Jeudi, la Haute Cour du Kerala a accordé une caution à deux travailleurs du Congrès des jeunes, qui ont protesté contre le ministre en chef Pinarayi Vijayan à bord d'un avion après son atterrissage à l'aéroport de Thiruvananthapuram, affirmant que leur interrogatoire supplémentaire n'était pas nécessaire.

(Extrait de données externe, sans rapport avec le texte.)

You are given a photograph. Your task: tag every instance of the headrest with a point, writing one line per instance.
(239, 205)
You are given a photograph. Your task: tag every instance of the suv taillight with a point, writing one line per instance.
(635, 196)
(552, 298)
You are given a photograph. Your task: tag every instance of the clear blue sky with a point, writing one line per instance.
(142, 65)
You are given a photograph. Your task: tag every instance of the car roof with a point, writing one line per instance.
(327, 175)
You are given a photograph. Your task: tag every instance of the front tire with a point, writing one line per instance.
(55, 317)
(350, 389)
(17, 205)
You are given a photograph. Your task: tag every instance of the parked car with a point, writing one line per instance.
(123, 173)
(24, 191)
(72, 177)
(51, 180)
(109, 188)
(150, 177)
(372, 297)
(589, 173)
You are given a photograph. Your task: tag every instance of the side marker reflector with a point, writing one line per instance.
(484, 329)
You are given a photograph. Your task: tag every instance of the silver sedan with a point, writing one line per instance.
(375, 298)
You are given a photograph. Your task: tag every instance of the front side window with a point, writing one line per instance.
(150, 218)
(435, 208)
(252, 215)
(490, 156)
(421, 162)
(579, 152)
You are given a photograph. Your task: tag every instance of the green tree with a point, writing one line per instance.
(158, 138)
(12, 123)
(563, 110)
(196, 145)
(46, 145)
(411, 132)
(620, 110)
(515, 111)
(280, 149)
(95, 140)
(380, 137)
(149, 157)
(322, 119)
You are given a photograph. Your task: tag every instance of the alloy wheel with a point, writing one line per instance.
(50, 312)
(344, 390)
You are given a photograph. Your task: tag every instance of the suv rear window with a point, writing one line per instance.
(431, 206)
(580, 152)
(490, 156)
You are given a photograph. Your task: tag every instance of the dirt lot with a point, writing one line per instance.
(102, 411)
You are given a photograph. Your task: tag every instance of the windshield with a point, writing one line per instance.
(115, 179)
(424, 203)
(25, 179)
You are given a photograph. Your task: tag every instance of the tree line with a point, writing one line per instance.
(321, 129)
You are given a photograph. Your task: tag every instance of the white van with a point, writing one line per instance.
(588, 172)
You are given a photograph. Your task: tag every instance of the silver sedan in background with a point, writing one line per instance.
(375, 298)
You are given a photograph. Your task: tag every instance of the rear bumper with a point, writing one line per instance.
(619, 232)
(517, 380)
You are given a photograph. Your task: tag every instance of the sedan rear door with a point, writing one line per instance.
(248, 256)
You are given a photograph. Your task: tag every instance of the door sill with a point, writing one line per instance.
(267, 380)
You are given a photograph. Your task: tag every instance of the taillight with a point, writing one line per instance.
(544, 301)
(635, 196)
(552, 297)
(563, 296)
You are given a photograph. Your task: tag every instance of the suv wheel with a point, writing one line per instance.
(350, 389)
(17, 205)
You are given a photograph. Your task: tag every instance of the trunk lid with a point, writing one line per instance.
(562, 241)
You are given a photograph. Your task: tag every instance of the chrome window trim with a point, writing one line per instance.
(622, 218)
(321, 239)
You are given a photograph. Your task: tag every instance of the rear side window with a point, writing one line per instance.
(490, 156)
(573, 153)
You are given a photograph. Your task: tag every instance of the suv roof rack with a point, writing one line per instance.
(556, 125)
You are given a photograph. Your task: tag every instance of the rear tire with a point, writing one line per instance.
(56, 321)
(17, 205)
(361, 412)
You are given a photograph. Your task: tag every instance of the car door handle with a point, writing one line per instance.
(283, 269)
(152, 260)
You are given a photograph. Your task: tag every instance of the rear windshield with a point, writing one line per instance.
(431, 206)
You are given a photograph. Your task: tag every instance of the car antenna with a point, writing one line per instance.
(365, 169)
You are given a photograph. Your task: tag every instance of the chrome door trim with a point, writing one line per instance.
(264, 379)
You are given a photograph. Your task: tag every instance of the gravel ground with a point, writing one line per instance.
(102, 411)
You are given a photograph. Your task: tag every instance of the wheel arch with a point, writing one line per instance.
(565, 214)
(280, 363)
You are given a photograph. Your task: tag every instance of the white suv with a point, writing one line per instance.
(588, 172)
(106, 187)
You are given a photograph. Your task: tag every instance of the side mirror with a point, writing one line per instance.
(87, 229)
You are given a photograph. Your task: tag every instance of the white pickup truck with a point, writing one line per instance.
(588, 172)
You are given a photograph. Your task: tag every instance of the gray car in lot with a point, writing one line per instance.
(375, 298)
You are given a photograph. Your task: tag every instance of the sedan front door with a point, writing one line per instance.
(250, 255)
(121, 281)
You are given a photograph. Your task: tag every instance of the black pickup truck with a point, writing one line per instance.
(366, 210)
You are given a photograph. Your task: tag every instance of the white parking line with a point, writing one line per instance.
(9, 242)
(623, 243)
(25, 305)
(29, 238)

Le juge Viju Abraham a également accordé une caution anticipée au troisième accusé dans l'affaire et lui a ordonné de se rendre devant l'enquêteur (IO) le 28 juin pour interrogatoire et de coopérer avec l'enquête. Les deux premiers accusés — Furseen Majeed et RK Naveen — qui ont été arrêtés le 14 juin et sous la garde de l'agence d'enquête jusqu'à ce jour ont été libérés sous caution par le tribunal sous réserve que chacun d'eux fournisse une caution de Rs 50 000 avec deux cautions du même montant. /p>

Les autres conditions qui leur étaient imposées étaient qu'ils devaient comparaître devant l'OI en tant que de besoin, coopérer à l'enquête, ne pas intimider les témoins et remettre leur passeport s'ils l'avaient. Le troisième accusé — Sujith Narayanan — s'est vu accorder une mise en liberté sous caution anticipée sous réserve des mêmes conditions que celles imposées aux deux autres, car la Haute Cour a estimé que son interrogatoire en détention n'était pas nécessaire.

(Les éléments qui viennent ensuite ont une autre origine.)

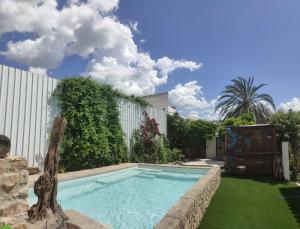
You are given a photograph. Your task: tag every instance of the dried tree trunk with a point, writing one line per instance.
(46, 186)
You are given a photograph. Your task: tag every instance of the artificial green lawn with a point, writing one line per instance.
(253, 203)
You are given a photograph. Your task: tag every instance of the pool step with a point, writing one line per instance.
(147, 176)
(79, 190)
(116, 178)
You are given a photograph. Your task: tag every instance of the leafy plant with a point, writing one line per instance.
(144, 142)
(242, 97)
(245, 119)
(93, 136)
(287, 126)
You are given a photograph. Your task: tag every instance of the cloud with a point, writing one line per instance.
(293, 104)
(41, 71)
(190, 99)
(134, 26)
(90, 30)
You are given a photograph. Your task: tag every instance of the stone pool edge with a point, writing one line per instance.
(190, 209)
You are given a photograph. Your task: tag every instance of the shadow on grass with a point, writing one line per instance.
(263, 179)
(292, 196)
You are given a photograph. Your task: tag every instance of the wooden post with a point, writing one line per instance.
(46, 186)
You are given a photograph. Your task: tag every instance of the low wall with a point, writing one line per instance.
(189, 210)
(13, 192)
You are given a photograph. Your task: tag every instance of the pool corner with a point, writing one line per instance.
(190, 209)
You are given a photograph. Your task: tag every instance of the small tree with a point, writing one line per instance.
(288, 129)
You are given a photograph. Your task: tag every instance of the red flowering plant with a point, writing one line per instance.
(149, 129)
(144, 147)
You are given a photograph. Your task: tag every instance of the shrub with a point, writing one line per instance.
(189, 136)
(144, 142)
(287, 126)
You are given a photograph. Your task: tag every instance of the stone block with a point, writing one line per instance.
(168, 222)
(9, 181)
(13, 209)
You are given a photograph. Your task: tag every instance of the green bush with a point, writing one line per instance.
(93, 136)
(145, 142)
(287, 126)
(189, 135)
(149, 146)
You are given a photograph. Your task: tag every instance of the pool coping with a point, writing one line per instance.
(187, 212)
(191, 207)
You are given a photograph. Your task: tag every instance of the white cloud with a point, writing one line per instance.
(293, 104)
(190, 99)
(88, 29)
(134, 26)
(41, 71)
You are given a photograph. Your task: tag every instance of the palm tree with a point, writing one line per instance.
(241, 97)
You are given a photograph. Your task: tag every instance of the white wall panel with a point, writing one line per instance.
(26, 113)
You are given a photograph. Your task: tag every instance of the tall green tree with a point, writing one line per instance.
(241, 97)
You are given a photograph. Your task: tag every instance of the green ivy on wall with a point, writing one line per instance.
(93, 136)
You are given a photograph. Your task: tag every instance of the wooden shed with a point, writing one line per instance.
(251, 150)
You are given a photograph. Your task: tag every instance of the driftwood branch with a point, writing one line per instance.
(46, 186)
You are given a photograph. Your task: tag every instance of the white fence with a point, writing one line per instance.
(26, 115)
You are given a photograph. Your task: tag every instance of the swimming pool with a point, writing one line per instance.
(132, 198)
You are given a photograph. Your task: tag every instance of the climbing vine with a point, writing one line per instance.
(93, 136)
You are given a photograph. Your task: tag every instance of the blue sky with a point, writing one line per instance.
(215, 41)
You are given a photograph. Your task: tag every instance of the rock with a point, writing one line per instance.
(13, 209)
(9, 182)
(21, 194)
(80, 221)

Le tribunal a en outre déclaré que si le troisième accusé était arrêté par la police, il serait présenté devant le tribunal compétent et libéré sous caution moyennant la fourniture d'une caution de Rs 50 000 avec deux cautions du même montant. Le tribunal, tout en accordant la réparation à Majeed et Naveen, a observé que le rapport du directeur de l'aéroport à l'agent du poste de police, le poste de police de Valiyathura, qui est le premier dans le temps, “indique seulement qu'ils ont été informés qu'un une altercation présumée a eu lieu à bord du vol entre trois passagers”.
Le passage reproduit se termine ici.